Menurut Hansen dan Mowen (2015) dengan mengungkapkan biaya lingkungan

dapat memberikan informasi terkait pendistribusian biaya lingkungan yang

bermanfaat untuk perbaikan dan pengendalian kinerja lingkungan. Kinerja

lingkungan hidup merupakan suatu bentuk kinerja perusahaan dalam melakukan

pengelolaan lingkungan hidup untuk mewujudkan green company. Dalam

pengukuran kinerja lingkungan hidup digunakan suatu platform yang diciptakan oleh

pemerintah melalui Peraturan Menteri Lingkungan Hidup Indonesia No. 06 Tahun

2013 tentang PROPER (Program Penilaian Peringkat Kinerja Perusahaan) untuk

memudahkan komunikasi dengan stakeholder dalam menyikapi hasil kinerja

lingkungan masing – masing perusahaan.

Pengungkapan kinerja lingkungan perusahaan merupakan dampak dari prioritas

sosial, respon terhadap tekanan pemerintah, akomodasi terhadap tekanan publik dan

proteksi atas hak dan image perusahaan.

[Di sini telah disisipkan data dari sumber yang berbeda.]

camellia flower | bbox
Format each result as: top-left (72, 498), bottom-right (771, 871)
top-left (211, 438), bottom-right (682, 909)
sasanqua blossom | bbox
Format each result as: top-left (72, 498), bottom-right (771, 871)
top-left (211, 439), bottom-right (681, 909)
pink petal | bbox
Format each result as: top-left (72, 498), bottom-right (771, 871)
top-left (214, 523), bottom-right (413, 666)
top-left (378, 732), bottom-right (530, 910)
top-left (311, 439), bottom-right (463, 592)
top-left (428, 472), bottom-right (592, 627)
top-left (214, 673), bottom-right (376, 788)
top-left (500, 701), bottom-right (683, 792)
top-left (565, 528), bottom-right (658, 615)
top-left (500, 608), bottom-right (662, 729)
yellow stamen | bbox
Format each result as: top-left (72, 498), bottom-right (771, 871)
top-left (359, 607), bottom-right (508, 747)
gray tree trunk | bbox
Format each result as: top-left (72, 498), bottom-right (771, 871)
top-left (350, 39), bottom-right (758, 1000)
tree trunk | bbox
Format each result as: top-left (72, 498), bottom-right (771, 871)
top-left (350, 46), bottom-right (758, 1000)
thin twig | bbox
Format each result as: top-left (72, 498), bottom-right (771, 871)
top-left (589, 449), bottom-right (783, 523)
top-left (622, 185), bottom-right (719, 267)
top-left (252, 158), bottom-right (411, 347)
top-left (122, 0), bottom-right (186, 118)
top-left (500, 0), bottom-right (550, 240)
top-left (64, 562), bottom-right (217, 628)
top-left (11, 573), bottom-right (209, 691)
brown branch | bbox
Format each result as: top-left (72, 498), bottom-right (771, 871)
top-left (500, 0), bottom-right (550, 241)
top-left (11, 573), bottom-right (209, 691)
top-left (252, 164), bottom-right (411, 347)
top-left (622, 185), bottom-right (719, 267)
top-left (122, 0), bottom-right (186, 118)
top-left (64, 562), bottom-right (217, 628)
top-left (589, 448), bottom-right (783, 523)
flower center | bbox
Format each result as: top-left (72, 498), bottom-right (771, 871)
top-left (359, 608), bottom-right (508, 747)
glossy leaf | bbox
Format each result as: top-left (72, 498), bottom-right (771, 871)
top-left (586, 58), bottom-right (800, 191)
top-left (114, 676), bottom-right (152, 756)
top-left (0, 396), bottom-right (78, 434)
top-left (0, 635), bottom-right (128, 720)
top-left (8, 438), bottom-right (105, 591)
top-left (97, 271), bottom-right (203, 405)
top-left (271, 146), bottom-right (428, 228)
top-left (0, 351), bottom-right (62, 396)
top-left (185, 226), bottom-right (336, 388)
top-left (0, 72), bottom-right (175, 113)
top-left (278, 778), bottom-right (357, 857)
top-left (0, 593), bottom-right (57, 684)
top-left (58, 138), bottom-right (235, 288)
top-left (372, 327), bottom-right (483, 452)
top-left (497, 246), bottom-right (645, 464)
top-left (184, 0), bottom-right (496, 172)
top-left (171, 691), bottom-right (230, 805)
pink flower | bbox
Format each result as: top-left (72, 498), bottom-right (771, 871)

Perusahaan yang memiliki lingkungan

kinerja baik, cenderung akan melaporkan kinerjanya kepada stakeholder dan

perusahaan yang memiliki kinerja yang kurang baik akan cenderung untuk tidak ingin

menginformasikan kepada stakeholder. Sesuai dengan penelitian Saputra dan Mayuni

(2018) dan Hanvie (2018), menyatakan bahwa kinerja lingkungan berpengaruh positif

terhadap nilai perusahaan. Sedangkan penelitian Ethika et al., (2019) menyatakan

bahwa kinerja lingkungan berpengaruh negatif dan signifikan terhadap nilai

perusahaan. Penelitian Sawitri dan Setiawan (2017), menyatakan bahwa kinerja

lingkungan tidak berpengaruh secara langsung terhadap nilai perusahaan.